Looking at the most current Nielsen numbers for the second quarter of 2013 (April 1-June 30), CBS’ longtime daytime leader “Young and the Restless” led the pack with an average daily audience of 4.771 million — up 5% from last year. It’s followed in the rankings by CBS’ “Bold and the Beautiful” (3.535 million, up 13% from last year), ABC’s “General Hospital” (2.843 million, up 11%) and NBC’s “Days of Our Lives” (2.672 million, up 4%).

Collectively, these four shows also drew more viewers this spring (13.82 million) than the same period in 2011 (13.27 million), with only “Y&R” down.

“General Hospital,” which celebrated its 50th anniversary this year and is the oldest of the remaining daytime soaps, has been on the upswing in recent quarters and is at its highest levels since “All My Children” and “One Life to Live” were still airing in the hours preceding it as part of a three-soap ABC lineup.

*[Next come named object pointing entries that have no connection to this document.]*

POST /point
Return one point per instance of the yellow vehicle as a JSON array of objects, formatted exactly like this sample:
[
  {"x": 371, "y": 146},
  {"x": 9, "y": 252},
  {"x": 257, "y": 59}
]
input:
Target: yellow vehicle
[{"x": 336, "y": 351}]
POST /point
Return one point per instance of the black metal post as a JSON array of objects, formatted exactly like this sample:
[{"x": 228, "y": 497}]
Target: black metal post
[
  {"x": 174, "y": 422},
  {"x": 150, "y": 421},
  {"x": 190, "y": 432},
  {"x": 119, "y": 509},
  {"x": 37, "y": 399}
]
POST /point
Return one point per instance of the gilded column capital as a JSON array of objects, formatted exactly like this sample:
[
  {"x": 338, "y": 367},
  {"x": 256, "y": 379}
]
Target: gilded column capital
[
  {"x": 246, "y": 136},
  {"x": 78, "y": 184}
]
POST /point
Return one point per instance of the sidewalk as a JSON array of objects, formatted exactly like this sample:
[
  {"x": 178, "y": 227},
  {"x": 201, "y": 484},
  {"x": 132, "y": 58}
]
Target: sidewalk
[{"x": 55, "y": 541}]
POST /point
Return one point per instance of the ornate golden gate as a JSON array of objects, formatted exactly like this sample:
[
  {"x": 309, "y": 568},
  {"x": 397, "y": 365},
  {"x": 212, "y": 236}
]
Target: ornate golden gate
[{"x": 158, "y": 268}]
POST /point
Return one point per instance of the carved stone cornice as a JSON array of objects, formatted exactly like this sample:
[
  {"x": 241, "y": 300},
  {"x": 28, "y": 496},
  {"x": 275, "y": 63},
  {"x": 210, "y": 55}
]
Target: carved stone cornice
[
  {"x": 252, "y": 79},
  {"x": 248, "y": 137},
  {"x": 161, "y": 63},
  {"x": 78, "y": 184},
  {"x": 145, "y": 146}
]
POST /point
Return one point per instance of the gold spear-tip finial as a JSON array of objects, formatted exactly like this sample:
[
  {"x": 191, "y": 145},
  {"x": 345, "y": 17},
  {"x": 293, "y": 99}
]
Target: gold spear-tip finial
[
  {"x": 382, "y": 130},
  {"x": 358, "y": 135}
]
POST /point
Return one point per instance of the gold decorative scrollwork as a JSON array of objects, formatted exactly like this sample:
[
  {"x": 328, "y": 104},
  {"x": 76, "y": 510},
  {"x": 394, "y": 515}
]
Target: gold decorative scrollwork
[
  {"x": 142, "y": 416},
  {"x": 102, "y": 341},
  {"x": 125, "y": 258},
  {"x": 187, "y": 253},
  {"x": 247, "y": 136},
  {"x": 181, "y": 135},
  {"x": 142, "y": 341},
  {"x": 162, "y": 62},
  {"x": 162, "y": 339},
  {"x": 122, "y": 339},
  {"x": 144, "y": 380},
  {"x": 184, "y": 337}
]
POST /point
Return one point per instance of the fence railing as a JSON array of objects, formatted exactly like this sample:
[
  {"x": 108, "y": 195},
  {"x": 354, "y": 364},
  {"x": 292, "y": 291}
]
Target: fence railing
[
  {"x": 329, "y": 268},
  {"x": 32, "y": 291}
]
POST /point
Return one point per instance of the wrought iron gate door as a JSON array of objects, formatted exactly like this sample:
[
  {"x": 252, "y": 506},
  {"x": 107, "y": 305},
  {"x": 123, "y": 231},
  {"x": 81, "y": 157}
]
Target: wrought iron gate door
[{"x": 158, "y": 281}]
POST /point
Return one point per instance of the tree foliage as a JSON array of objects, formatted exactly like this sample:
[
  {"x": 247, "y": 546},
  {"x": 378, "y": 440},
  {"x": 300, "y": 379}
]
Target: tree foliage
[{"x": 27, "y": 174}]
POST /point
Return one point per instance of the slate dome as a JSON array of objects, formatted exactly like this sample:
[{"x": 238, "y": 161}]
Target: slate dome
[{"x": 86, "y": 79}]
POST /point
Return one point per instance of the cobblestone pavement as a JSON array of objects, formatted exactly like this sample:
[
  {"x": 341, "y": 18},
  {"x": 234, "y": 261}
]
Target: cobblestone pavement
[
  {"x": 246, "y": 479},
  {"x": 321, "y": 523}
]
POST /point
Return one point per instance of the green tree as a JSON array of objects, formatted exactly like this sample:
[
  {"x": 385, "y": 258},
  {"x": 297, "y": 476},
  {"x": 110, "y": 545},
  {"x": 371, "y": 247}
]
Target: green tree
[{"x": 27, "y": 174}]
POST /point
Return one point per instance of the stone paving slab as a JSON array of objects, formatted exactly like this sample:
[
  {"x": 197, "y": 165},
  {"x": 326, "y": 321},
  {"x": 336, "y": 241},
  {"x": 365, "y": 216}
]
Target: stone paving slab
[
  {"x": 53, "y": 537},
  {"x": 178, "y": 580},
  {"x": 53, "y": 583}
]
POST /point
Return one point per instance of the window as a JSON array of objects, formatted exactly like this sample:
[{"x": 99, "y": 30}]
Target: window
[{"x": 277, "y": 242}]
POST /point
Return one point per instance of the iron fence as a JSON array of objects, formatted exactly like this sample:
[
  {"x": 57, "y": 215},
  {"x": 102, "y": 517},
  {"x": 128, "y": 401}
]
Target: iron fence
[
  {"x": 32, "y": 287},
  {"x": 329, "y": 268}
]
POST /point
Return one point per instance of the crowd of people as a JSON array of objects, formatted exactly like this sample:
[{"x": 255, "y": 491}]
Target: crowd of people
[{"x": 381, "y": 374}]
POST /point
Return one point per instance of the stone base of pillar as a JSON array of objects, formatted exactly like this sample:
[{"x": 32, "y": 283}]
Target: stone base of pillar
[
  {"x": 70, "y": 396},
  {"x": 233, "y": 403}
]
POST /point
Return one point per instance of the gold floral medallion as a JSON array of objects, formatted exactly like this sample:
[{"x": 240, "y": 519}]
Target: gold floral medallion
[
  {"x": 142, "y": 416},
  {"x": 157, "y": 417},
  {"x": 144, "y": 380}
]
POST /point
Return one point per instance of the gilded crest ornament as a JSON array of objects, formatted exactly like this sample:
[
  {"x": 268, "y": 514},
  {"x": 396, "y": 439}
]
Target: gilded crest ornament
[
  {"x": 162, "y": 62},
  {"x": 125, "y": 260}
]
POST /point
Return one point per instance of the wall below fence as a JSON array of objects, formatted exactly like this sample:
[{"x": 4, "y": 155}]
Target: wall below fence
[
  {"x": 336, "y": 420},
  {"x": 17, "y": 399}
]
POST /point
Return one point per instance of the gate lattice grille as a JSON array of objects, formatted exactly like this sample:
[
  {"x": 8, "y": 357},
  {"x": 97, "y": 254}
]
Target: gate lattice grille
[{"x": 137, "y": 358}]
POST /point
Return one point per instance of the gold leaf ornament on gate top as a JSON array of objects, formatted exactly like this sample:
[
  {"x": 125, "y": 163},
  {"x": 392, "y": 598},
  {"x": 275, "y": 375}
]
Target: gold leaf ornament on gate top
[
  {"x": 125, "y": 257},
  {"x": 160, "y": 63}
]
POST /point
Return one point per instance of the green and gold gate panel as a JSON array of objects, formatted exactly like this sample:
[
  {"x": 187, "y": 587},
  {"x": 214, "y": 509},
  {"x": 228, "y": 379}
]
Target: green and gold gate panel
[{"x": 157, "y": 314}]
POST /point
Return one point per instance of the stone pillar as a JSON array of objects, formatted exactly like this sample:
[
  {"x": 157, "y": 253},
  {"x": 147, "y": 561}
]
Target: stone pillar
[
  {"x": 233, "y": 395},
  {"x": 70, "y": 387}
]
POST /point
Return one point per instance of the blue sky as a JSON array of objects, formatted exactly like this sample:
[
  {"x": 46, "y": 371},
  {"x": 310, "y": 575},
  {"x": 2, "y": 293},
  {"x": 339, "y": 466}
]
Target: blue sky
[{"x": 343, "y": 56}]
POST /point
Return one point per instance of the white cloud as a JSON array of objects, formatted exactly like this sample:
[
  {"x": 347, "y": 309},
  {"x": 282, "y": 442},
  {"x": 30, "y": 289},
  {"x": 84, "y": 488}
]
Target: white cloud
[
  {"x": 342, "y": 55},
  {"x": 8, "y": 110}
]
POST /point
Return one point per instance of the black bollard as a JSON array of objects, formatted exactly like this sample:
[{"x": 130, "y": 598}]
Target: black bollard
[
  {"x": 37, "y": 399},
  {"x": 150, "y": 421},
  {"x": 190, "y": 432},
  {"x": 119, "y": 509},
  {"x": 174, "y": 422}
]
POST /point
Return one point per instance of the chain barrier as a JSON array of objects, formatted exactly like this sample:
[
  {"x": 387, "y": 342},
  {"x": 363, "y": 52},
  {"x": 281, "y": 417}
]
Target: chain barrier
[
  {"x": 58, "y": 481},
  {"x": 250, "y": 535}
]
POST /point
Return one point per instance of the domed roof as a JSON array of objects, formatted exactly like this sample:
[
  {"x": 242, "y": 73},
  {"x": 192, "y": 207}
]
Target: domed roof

In fact, this spring marked the third straight quarter that “GH” has risen by double-digit percentages from the comparable year-ago period.

For “Bold and the Beautiful” (pictured above), this spring was the fourth straight quarter (going back to the third quarter of 2012) that it posted year-over-year growth. It is now within a little more than 1.2 million of its lead-in, “Young and the Restless,” which has been on top of the soap ratings heap since 1987.

“B&B” has also grown year-over-year in the key women 18-49 demo for four straight quarters.

“Days of Our Lives,” which recently won the Daytime Emmy for drama series for the first time in 35 years, logged its second best quarter in adults 18-49 since the first quarter of 2012 and its second largest overall audience for a quarter in at least two years.

Earlier this year, “Days” was renewed by NBC through September 2014, and it could be poised for another extension — especially since 2015 would mark the show’s 50th anniversary.

While nobody should confuse the current era of soaps for its heyday of the ’80s and ’90s, any ratings growth these days is noteworthy — as is survival. And this year, for the first time since 2007, none of the broadcast dramas will be saying goodbye.